In an embodiment, the circumferential communication line extends around a plurality of riser support points. In this way a plurality of risers can be connected to the vessel.

In an embodiment, the circumferential communication line extends, in top view, around primary drilling equipment and primary production equipment. Thus, the equipment is conveniently placed inside the circumferential communication line.

In an embodiment, in top view the circumferential communication line extends substantially along an outer circumference of the floating production platform.

In an embodiment, the floating production platform is a Tension Leg Platform (TLP). TLP's are reliable structures which have excellent dynamic behaviour and are suitable for supporting dry tree risers. Because a substantial part of the equipment can be positioned on board the vessel, the TLP can be kept relatively small. The TLP will have connection points for connecting tendon legs to the seabed.

In an embodiment, the floating production platform is a Spar. Spars are also known structures which have good dynamic behaviour and are suitable for dry tree risers. Because a substantial part of the equipment can be positioned on board the vessel, the Spar can be kept relatively small. Typically, the Spar will have mooring points for connecting mooring lines to the seabed.

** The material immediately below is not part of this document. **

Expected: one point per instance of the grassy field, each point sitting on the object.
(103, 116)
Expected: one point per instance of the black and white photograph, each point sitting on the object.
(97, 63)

It is also possible to provide a semi-submersible vessel as the floating production platform. The semi-submersible will comprise a DP system for position control and orientation control.

In an embodiment, the floating production platform is a Dry Tree Unit (DTU). Other kinds of Dry Tree Units than a Spar or a TLP may also be used, such as a deep draft semi-submersible. Deep draft semi-submersibles have also good motion characteristics which approach the low Spar motions.

In an embodiment, the rotary communication assembly is constructed to allow rotation of the vessel around the floating production platform over an angle of at least 180 degrees.

In an embodiment, the rotary communication assembly is constructed to allow rotation of the vessel around the floating production platform over a plurality of revolutions.

In an embodiment, the floating production platform comprises a plurality of circumferential communication lines above one another in order to allow a plurality of fluid lines and other communication lines to extend between the floating production platform and the vessel. In this way, a plurality of lines can be provided between the floating production platform and the vessel, while maintaining the weathervaning capability.

In an embodiment, the circumferential communication line comprises a reel which is substantially flat and comprises a vertical rotation axis. A flat reel having a vertical rotation axis is a simple way of providing the circumferential communication line.

In an embodiment, the floater is a turret like construction constructed to be positioned in a moonpool of a vessel. This allows the vessel to be constructed such that it extends around or substantially around the floating production platform, when viewed in top view.

The present invention also relates to a combination of the floating production platform according to the invention and a vessel, wherein the at least one bridging communication line is connected at one end to the floating production platform and at the other end to the vessel.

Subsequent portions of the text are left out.